Come uscire da questa logica? “Abbiamo bisogno di una rete di social media alternativa che operi secondo i principi del diritto pubblico e che permetta la comunicazione senza che questa sia sfruttata commercialmente”, suggerisce Petra Grimm.

Prof. Petra Grimm
Prof. Petra Grimm. Radmila Kerl

Quello che la professoressa di etica ha in mente esiste già. A Taiwan, per esempio, la piattaforma PTT è finanziata dall’università nazionale, indipendentemente dai poteri finanziari e senza azionisti.

In un’intervista a SWI swissinfo.ch, Audrey Tang, ministro degli affari digitali dell’isola, definisce questo sistema un esempio con valenza sociale e lo contrappone alle reti commerciali, che chiama “antisociali”.

“Abbiamo bisogno di una nuova narrazione”

Affinché i social network si evolvano nella giusta direzione, la pressione deve venire dalla società, dice Audrey Tang. A Taiwan, per esempio, la società civile ha chiesto maggiore trasparenza in politica. E l’hanno ottenuta. “Questa trasparenza totale sul finanziamento delle campagne politiche, conquistata con grande difficoltà, è diventata la norma.” A Taiwan, anche Facebook si sta adeguando, rivelando in tempo reale ciò che è propaganda politica. “Non abbiamo creato una legge in materia. Tali disposizioni si basano unicamente sulle sanzioni della società”, sostiene con fierezza la ministra.

Anche Fabrizio Gilardi, professore di scienze politiche attivo nella ricerca sulla digitalizzazione, sottolinea la necessità di una riflessione fondamentale su come interagiamo con il mondo digitale. Per lui, “non si tratta principalmente di una questione legale, ma di come vogliamo affrontarla come società”.

L’attivista Jolanda Spiess-Hegglin è anche convinta che dobbiamo ripensare lo scambio diretto con i nostri simili. “Dobbiamo imparare a coltivare un modo di comunicare privo di degenerazioni. I social media sono soprattutto un regalo agli attivisti che difficilmente vengono ascoltati dai media tradizionali.”

La Svizzera si affida al buon senso delle persone

“Gli utenti dei social network devono sviluppare una cultura virtuosa”, sostiene l’eticista Petra Grimm. “Abbiamo bisogno di una nuova narrazione, che dovrebbe essere più ottimista e orientata al valore.” Per lei, saranno necessari sforzi e sostegno politico per creare alternative ai giganti della tecnologia, e “questo dovrebbe accadere almeno a livello europeo – Svizzera inclusa”.

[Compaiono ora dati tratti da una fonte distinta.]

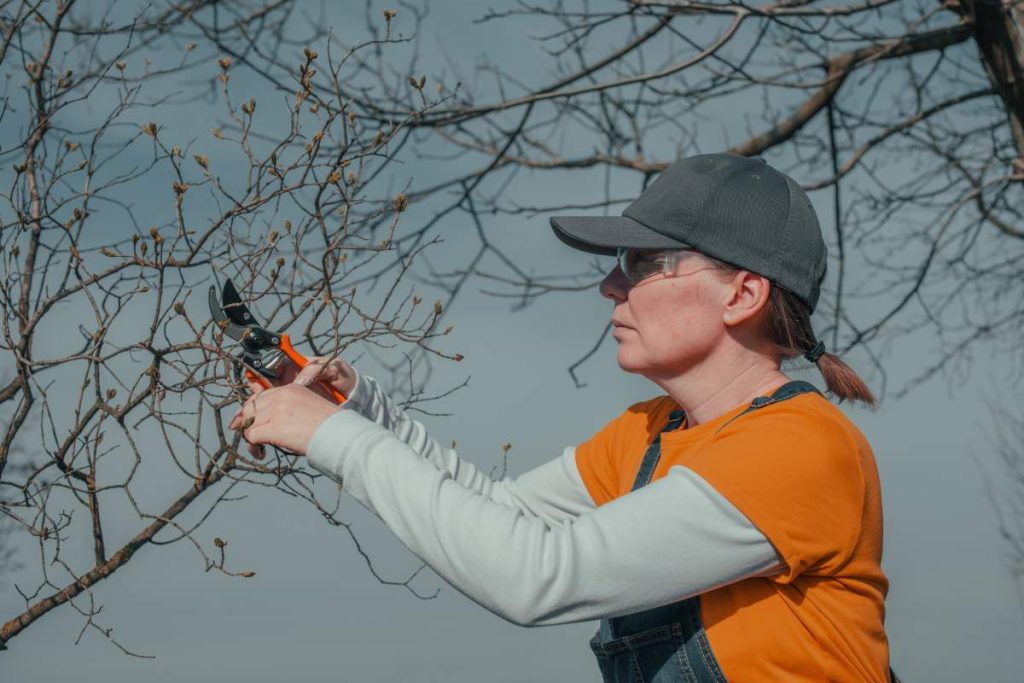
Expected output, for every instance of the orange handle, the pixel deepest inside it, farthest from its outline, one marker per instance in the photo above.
(301, 361)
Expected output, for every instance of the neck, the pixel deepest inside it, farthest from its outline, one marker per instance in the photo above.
(733, 377)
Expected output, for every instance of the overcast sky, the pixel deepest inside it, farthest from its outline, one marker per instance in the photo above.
(313, 612)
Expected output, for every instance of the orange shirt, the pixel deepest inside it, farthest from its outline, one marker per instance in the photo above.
(806, 477)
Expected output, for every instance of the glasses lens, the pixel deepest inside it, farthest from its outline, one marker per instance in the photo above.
(638, 265)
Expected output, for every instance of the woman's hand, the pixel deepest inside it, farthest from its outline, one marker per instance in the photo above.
(321, 370)
(285, 416)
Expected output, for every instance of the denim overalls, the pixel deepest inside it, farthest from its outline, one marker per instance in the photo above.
(667, 644)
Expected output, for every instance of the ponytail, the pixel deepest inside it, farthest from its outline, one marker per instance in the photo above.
(787, 325)
(787, 322)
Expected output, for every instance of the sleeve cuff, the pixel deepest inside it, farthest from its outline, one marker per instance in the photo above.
(359, 398)
(329, 445)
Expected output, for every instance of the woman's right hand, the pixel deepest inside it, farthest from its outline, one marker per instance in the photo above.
(320, 371)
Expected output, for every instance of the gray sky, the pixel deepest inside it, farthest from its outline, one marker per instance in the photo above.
(313, 612)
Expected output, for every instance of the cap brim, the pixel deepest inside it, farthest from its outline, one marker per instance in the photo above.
(605, 235)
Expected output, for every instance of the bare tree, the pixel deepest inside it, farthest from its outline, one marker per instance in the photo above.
(115, 365)
(905, 117)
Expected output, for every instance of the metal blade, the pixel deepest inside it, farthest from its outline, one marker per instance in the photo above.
(233, 307)
(230, 328)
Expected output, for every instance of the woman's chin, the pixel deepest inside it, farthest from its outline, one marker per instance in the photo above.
(629, 363)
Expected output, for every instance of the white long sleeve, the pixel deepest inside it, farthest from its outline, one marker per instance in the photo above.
(553, 492)
(673, 539)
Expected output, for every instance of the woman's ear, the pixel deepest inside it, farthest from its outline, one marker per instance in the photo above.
(747, 296)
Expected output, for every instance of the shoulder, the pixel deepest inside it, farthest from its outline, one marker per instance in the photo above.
(807, 419)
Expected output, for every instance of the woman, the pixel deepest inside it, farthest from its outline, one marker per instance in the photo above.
(729, 529)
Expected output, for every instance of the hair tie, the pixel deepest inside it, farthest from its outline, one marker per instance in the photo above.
(815, 352)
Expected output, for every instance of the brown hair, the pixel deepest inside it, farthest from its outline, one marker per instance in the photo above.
(787, 326)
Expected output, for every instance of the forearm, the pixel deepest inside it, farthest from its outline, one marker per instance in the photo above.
(532, 571)
(553, 492)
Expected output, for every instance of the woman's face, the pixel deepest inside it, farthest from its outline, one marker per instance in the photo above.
(668, 323)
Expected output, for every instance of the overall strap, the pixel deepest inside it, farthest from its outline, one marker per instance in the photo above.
(653, 453)
(787, 390)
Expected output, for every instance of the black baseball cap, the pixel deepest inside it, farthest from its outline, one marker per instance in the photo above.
(735, 209)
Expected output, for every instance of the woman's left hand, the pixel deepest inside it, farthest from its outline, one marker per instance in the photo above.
(285, 417)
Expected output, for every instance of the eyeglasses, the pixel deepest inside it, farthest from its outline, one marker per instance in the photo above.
(639, 264)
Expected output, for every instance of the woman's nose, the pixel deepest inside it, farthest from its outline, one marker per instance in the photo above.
(614, 286)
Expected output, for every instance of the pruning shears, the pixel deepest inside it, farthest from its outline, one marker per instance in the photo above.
(264, 353)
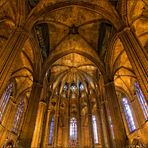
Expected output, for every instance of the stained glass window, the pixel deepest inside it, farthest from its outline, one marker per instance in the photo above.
(5, 98)
(51, 131)
(142, 100)
(95, 131)
(128, 114)
(73, 129)
(18, 116)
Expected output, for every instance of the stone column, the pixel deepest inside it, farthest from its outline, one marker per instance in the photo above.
(46, 135)
(90, 122)
(79, 123)
(37, 135)
(30, 115)
(9, 53)
(138, 57)
(117, 132)
(56, 122)
(105, 127)
(99, 127)
(7, 121)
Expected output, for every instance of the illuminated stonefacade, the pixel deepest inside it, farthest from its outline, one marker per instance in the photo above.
(73, 73)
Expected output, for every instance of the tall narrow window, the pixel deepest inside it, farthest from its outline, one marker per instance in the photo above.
(73, 129)
(142, 100)
(128, 114)
(95, 131)
(51, 131)
(5, 98)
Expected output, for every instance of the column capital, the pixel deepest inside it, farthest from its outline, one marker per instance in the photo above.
(109, 83)
(22, 30)
(123, 30)
(37, 83)
(42, 102)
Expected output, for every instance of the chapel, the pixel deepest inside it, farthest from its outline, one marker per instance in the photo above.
(73, 73)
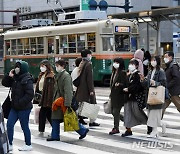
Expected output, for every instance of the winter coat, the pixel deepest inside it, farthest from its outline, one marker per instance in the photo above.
(134, 86)
(48, 88)
(63, 88)
(173, 78)
(160, 80)
(22, 91)
(117, 94)
(3, 135)
(86, 84)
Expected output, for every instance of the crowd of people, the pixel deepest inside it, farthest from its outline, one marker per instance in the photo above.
(129, 88)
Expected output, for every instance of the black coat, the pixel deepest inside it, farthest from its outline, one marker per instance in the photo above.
(173, 79)
(22, 91)
(118, 97)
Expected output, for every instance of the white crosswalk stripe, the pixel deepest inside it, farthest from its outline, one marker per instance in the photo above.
(99, 136)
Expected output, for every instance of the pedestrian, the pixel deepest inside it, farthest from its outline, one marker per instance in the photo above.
(63, 88)
(85, 91)
(156, 77)
(74, 75)
(139, 56)
(117, 83)
(4, 146)
(21, 83)
(172, 71)
(133, 115)
(45, 87)
(146, 62)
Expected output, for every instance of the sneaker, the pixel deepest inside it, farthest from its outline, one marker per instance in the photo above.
(83, 136)
(10, 147)
(127, 133)
(52, 139)
(94, 124)
(26, 148)
(114, 131)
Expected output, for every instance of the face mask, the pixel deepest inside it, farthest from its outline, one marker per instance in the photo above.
(116, 65)
(59, 69)
(166, 60)
(17, 70)
(43, 69)
(131, 68)
(153, 63)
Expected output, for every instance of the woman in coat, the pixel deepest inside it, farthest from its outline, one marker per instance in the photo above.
(22, 93)
(117, 83)
(63, 88)
(156, 77)
(133, 115)
(45, 86)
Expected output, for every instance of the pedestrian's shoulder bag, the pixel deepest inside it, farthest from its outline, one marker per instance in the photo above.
(76, 82)
(6, 106)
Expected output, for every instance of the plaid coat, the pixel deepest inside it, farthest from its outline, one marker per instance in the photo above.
(3, 135)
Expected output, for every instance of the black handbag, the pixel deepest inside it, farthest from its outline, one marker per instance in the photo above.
(6, 106)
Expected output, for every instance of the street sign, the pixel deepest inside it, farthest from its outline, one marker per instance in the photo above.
(84, 4)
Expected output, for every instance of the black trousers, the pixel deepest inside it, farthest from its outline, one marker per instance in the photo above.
(44, 113)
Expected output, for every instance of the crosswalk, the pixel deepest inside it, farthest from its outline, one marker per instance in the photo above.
(99, 141)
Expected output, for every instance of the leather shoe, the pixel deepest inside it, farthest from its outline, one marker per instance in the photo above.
(83, 136)
(94, 124)
(52, 139)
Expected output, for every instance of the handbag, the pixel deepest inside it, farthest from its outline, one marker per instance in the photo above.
(156, 95)
(71, 122)
(37, 97)
(6, 106)
(107, 107)
(88, 110)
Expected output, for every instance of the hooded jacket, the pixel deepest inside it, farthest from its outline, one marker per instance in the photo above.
(21, 84)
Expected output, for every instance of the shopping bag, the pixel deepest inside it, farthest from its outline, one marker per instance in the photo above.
(6, 106)
(36, 114)
(71, 122)
(156, 95)
(107, 107)
(88, 110)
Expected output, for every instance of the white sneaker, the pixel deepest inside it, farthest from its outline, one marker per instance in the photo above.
(10, 147)
(26, 148)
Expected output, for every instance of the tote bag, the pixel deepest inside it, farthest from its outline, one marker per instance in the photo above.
(156, 95)
(107, 107)
(88, 110)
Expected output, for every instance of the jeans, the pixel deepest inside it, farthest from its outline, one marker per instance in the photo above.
(55, 134)
(23, 117)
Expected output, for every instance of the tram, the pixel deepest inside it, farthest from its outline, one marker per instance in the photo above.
(106, 39)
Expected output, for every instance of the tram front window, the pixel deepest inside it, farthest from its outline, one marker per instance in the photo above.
(107, 43)
(122, 43)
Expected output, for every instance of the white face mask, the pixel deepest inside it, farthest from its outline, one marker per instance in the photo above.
(59, 68)
(116, 65)
(43, 69)
(153, 63)
(166, 60)
(17, 70)
(131, 68)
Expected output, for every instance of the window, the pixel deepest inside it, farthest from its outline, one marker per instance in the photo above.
(72, 43)
(107, 43)
(40, 45)
(33, 45)
(51, 45)
(63, 44)
(80, 42)
(20, 46)
(122, 42)
(91, 42)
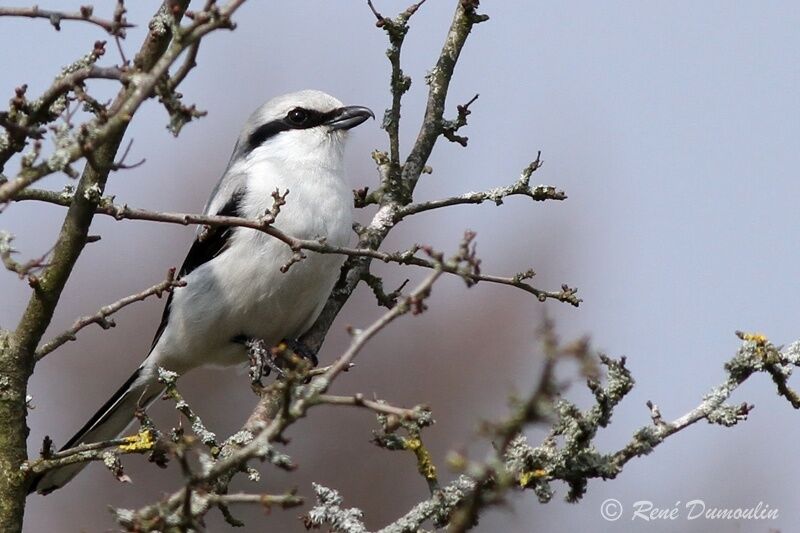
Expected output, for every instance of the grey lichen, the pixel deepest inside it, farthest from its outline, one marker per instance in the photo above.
(328, 511)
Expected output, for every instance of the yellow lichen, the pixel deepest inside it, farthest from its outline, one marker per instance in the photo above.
(424, 462)
(140, 442)
(758, 338)
(526, 478)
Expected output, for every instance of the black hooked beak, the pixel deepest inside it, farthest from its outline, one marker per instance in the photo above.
(348, 117)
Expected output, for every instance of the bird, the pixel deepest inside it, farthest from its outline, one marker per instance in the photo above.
(235, 289)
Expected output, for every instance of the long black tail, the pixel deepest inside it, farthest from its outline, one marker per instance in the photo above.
(112, 419)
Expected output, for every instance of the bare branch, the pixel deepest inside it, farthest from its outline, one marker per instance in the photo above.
(407, 257)
(101, 317)
(538, 193)
(115, 26)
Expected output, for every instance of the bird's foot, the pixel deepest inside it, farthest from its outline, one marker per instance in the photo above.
(262, 360)
(302, 351)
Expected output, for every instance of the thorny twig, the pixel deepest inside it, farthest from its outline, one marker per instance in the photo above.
(265, 224)
(115, 26)
(101, 317)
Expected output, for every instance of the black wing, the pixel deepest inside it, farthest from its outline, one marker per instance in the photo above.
(205, 247)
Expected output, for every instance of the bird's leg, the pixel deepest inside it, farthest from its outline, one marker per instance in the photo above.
(301, 350)
(261, 360)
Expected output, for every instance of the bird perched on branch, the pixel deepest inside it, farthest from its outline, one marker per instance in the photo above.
(235, 288)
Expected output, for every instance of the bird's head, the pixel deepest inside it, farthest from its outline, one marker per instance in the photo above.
(306, 126)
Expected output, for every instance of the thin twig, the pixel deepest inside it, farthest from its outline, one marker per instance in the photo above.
(265, 224)
(101, 317)
(113, 27)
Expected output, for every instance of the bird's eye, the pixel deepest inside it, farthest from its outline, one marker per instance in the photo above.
(297, 116)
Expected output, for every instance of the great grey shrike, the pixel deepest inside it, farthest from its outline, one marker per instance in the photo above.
(235, 289)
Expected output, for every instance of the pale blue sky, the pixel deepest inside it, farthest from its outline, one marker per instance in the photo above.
(673, 127)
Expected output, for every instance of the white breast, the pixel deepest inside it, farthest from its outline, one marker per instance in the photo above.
(242, 291)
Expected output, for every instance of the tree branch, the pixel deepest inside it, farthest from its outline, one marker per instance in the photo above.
(101, 317)
(112, 27)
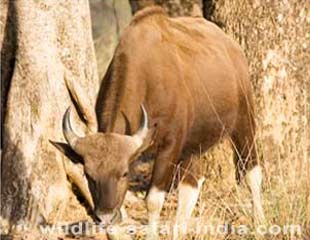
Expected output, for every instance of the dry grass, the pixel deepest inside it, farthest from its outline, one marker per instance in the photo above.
(275, 36)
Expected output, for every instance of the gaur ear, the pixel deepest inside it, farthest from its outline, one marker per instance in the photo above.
(148, 142)
(68, 152)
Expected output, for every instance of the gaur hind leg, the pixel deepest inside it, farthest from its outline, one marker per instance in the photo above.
(188, 192)
(246, 163)
(162, 176)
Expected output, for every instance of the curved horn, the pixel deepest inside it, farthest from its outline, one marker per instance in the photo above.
(143, 130)
(70, 136)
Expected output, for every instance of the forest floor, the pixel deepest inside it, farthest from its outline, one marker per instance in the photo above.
(224, 209)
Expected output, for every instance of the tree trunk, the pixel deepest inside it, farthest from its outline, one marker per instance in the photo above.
(173, 7)
(46, 47)
(109, 18)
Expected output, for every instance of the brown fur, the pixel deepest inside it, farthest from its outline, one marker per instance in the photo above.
(194, 82)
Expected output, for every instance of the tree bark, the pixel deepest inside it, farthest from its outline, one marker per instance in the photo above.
(46, 47)
(174, 8)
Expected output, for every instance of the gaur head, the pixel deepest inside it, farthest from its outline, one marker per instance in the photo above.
(106, 158)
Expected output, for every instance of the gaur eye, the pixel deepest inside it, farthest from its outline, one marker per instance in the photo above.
(125, 174)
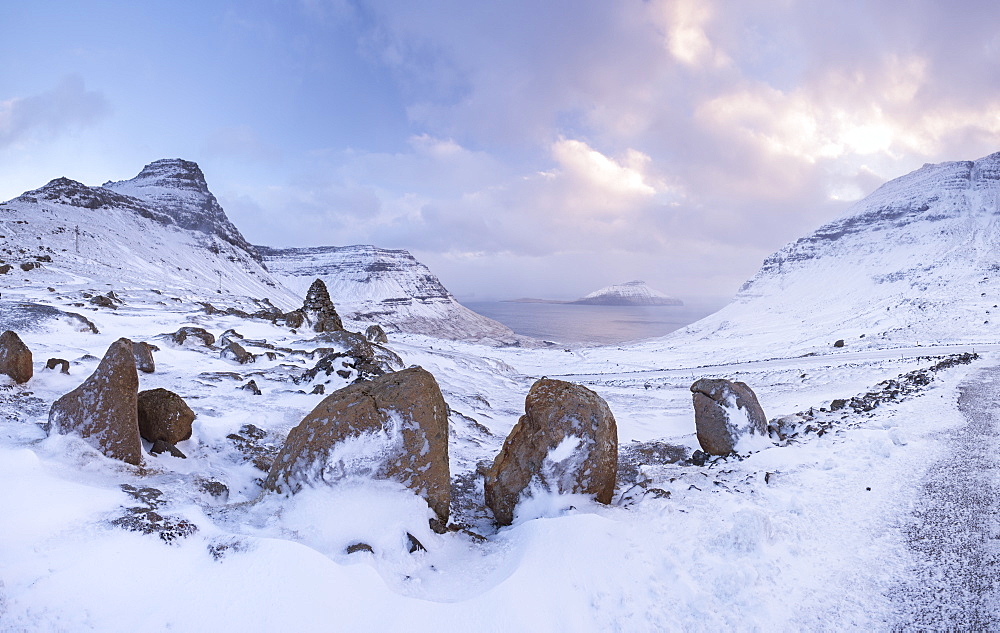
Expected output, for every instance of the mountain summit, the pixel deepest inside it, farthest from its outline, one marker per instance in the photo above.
(914, 262)
(631, 293)
(178, 188)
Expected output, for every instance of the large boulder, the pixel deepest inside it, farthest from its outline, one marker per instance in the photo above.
(724, 413)
(163, 415)
(392, 427)
(15, 357)
(103, 410)
(318, 309)
(566, 442)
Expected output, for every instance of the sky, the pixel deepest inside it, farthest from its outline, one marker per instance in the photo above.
(541, 149)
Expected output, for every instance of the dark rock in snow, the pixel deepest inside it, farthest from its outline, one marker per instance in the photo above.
(164, 416)
(15, 357)
(63, 365)
(725, 411)
(393, 427)
(566, 442)
(103, 410)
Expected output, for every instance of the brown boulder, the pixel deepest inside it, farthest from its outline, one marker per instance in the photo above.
(393, 427)
(103, 410)
(163, 415)
(144, 357)
(15, 357)
(375, 334)
(566, 442)
(724, 412)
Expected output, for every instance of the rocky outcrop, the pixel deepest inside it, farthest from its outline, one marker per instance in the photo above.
(144, 357)
(15, 357)
(566, 442)
(163, 415)
(393, 427)
(725, 412)
(375, 334)
(318, 309)
(103, 410)
(187, 334)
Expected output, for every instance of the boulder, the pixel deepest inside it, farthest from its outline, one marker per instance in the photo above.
(103, 410)
(61, 363)
(163, 415)
(188, 332)
(15, 357)
(375, 334)
(393, 427)
(724, 412)
(566, 442)
(144, 357)
(236, 352)
(318, 309)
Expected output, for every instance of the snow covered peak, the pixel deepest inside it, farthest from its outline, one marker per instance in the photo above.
(629, 293)
(178, 188)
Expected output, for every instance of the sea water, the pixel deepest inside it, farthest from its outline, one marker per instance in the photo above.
(573, 324)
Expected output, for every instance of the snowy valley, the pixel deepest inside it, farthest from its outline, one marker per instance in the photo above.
(887, 310)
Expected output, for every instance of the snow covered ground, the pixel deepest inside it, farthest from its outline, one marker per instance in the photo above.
(808, 536)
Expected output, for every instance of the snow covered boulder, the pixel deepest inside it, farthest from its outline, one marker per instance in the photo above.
(15, 357)
(163, 415)
(724, 413)
(103, 410)
(144, 357)
(566, 442)
(393, 427)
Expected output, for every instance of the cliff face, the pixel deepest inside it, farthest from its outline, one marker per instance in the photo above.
(387, 287)
(178, 189)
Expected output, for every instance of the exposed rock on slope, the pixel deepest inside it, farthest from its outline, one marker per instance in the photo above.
(392, 427)
(388, 287)
(103, 410)
(566, 442)
(632, 293)
(161, 230)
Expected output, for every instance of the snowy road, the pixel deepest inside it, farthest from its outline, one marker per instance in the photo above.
(955, 529)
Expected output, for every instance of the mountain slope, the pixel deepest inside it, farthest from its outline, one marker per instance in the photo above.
(388, 287)
(68, 235)
(914, 262)
(632, 293)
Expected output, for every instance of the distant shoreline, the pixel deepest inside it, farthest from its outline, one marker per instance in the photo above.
(598, 302)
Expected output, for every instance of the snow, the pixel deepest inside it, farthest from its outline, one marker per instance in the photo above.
(807, 534)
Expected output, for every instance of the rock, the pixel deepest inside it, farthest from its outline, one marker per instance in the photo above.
(103, 410)
(566, 442)
(15, 357)
(252, 387)
(375, 334)
(725, 411)
(159, 446)
(163, 415)
(188, 333)
(235, 352)
(318, 309)
(393, 427)
(144, 357)
(63, 364)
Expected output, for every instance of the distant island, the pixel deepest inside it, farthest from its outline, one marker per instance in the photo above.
(632, 293)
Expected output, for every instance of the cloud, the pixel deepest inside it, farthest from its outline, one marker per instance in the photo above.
(66, 107)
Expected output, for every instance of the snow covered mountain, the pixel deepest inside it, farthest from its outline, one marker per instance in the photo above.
(167, 234)
(631, 293)
(917, 261)
(388, 287)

Tuttavia, la regolamentazione europea non è attualmente in cima all’agenda delle autorità svizzere. L’Ufficio federale delle comunicazioni sta esaminando possibili approcci alla governance delle piattaforme online, cercando però una soluzione specifica per la Svizzera. Matthias Ammann del think tank liberale Avenir Suisse preferisce affidarsi al buon senso dei cittadini informati piuttosto che alla regolamentazione. Dopo tutto, la democrazia diretta della Svizzera è una testimonianza della fiducia riposta in loro, scrive nella NZZ.